Save breck7/42a00b00cdcc797e4bb0b6c291a1b764 to your computer and use it in GitHub Desktop.
> Please don't mistake this question as offensive, but: How many people did you show this to before putting it out in the open?
Not offended at all! I showed the paper to somewhere between 20 - 30 people before putting it out there. The paper improved 100x thanks entirely to them,
but still, the response was lukewarm(at best). I only have a B.S. in Economics (and barely at that), and have never written
a "paper" before, so that might explain some of its "quirks".
> The biggest problem of the whole thing is that it doesn't even get its motivation across to me. I read through the blogpost and the paper and I have no idea why I should care.
Haha, great point! For many years I've been wrestling with a few core problems:
- visual programming
- better data visualization
- easier data munging/ETL
Finally last year I quit my job to dive in full time to trying to solve the data vis problems. To solve it I had to find
TN and ETNs. So the app is the motivation. But the theory enables the app. And I realized that the theory is much
bigger than just the app, in terms of the benefits to other programmers it will offer. And from what I can tell,
the way to "launch" a theory is to do a paper. Hence the motivation for the paper.
> The paper is in dire need of some peer review
Agreed! As I said, I had over 20 folks help, and thanks to them it's much better, but the "hubris" and tone and any mistakes
are mine and mine alone. I worked at Microsoft for a few years and am used to all my code getting reviewed. I asked
the ~20 folks to basically do "code reviews" of the paper. Is that substantially different than peer review? Not sure.
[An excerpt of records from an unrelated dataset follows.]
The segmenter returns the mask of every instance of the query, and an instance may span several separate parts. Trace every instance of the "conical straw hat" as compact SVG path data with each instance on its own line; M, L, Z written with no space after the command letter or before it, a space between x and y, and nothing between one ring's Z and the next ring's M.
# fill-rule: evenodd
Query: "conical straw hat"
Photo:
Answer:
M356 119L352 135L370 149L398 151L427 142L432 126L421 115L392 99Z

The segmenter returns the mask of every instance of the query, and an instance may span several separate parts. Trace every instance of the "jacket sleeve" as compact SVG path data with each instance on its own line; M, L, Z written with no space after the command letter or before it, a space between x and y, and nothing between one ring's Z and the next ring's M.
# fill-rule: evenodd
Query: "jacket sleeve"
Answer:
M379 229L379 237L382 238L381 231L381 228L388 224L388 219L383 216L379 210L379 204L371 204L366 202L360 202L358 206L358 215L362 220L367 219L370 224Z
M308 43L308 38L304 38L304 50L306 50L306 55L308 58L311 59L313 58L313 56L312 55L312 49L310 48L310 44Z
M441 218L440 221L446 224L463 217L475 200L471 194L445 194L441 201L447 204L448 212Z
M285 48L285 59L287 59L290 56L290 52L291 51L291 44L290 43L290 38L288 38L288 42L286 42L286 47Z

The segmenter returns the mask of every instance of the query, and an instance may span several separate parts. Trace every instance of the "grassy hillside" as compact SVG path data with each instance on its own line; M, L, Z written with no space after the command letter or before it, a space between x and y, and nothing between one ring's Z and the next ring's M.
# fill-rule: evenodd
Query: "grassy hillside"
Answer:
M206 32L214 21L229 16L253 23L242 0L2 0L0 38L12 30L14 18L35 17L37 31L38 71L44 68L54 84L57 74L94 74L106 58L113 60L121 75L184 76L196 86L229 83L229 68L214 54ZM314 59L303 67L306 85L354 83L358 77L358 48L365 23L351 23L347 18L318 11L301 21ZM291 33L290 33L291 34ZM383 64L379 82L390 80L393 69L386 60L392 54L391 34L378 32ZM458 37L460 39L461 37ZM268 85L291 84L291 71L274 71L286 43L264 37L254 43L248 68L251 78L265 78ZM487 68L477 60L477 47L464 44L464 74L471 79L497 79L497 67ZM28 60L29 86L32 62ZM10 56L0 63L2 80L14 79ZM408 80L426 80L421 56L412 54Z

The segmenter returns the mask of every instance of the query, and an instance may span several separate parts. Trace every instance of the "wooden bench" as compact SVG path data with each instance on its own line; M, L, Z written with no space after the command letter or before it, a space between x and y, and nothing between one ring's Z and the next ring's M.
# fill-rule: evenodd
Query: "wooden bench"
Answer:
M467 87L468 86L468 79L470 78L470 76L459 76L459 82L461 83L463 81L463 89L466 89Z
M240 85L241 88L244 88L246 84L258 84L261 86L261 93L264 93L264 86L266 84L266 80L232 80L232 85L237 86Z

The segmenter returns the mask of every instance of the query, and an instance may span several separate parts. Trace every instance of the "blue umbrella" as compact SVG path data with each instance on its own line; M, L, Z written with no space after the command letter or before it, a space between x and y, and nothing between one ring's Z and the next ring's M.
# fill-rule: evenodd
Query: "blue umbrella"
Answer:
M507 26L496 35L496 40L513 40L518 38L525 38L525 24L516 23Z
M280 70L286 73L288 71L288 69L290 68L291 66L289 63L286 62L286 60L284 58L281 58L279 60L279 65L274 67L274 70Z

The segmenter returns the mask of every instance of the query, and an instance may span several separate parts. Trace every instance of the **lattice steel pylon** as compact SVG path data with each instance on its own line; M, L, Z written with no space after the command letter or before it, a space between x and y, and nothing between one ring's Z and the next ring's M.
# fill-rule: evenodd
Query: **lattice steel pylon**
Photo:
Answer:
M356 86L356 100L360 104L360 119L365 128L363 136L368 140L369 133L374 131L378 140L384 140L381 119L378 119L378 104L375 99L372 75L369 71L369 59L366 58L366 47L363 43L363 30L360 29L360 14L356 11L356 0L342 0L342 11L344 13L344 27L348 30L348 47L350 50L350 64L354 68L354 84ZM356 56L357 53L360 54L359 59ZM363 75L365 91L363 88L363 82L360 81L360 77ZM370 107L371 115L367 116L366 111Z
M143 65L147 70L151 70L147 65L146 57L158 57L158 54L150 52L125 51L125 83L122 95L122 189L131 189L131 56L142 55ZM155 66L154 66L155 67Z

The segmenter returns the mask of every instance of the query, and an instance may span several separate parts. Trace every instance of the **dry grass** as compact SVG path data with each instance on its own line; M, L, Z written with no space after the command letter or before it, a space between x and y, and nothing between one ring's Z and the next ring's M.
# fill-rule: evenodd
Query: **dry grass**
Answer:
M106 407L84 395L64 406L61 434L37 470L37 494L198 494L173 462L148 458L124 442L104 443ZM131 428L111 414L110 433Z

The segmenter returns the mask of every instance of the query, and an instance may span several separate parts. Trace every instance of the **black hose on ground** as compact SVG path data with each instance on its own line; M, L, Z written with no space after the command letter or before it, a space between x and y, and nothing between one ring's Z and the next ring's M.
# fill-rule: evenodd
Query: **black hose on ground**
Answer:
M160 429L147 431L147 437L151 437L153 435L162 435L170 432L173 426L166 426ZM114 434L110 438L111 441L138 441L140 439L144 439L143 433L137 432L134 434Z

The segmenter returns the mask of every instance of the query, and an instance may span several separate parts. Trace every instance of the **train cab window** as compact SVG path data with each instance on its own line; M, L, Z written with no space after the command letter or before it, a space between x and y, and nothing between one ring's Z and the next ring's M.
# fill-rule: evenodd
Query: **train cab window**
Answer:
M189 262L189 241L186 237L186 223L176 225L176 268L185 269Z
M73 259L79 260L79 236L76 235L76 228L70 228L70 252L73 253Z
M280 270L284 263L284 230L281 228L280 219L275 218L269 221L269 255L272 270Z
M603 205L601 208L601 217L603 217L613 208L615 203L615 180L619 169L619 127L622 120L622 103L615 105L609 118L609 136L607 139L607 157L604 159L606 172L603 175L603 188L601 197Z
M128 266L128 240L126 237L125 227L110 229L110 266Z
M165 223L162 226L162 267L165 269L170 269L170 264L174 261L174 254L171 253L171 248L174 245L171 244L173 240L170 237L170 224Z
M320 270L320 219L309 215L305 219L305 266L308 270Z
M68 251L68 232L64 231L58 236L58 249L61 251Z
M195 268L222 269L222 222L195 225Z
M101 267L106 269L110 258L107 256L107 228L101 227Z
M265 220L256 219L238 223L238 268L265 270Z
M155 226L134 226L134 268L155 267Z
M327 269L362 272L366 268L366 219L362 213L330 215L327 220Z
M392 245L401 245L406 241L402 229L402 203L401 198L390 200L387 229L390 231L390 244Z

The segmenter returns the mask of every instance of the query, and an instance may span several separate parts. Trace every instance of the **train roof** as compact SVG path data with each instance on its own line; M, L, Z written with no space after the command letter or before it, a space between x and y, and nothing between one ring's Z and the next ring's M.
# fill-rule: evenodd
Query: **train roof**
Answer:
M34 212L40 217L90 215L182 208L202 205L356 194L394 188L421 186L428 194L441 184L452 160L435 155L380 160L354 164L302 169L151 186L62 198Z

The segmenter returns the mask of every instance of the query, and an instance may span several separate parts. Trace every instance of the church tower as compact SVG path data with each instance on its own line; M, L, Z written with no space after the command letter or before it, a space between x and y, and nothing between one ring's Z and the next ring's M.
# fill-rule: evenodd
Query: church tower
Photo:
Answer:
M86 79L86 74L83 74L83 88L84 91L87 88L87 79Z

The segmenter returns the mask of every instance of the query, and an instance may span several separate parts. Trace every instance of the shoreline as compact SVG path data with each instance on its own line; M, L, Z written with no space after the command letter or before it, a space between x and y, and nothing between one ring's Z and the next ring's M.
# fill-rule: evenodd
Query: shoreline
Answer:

I also have the benefit of doing this on my own dime, and not having any institutional concerns or motives, so am
perhaps more lax with style than is normal.
> (also proofreading, but that's not why I'm here).
Haha. Nits are welcome too, but yes, I appreciate your big picture comments.
> Here's some points that came to my mind while reading it. (Looking over it after writing it all down makes this appear like a rant. Please don't take it that way. I want you to improve, and you can only do so with honest, constructive feedback, which is what I'm aiming to provide.)
As I said, I'm used to constant, harsh code reviews, so no offense is taken (on the contrary, I really, genuinely appreciate the harsher comments).
> Our current high-level antique languages (HALs) add to this complexity.
It doesn't inspire confidence when you use inflammatory language ("antique") in the second sentence. You should present your ideas in a neutral way and let readers arrive at judgments themselves.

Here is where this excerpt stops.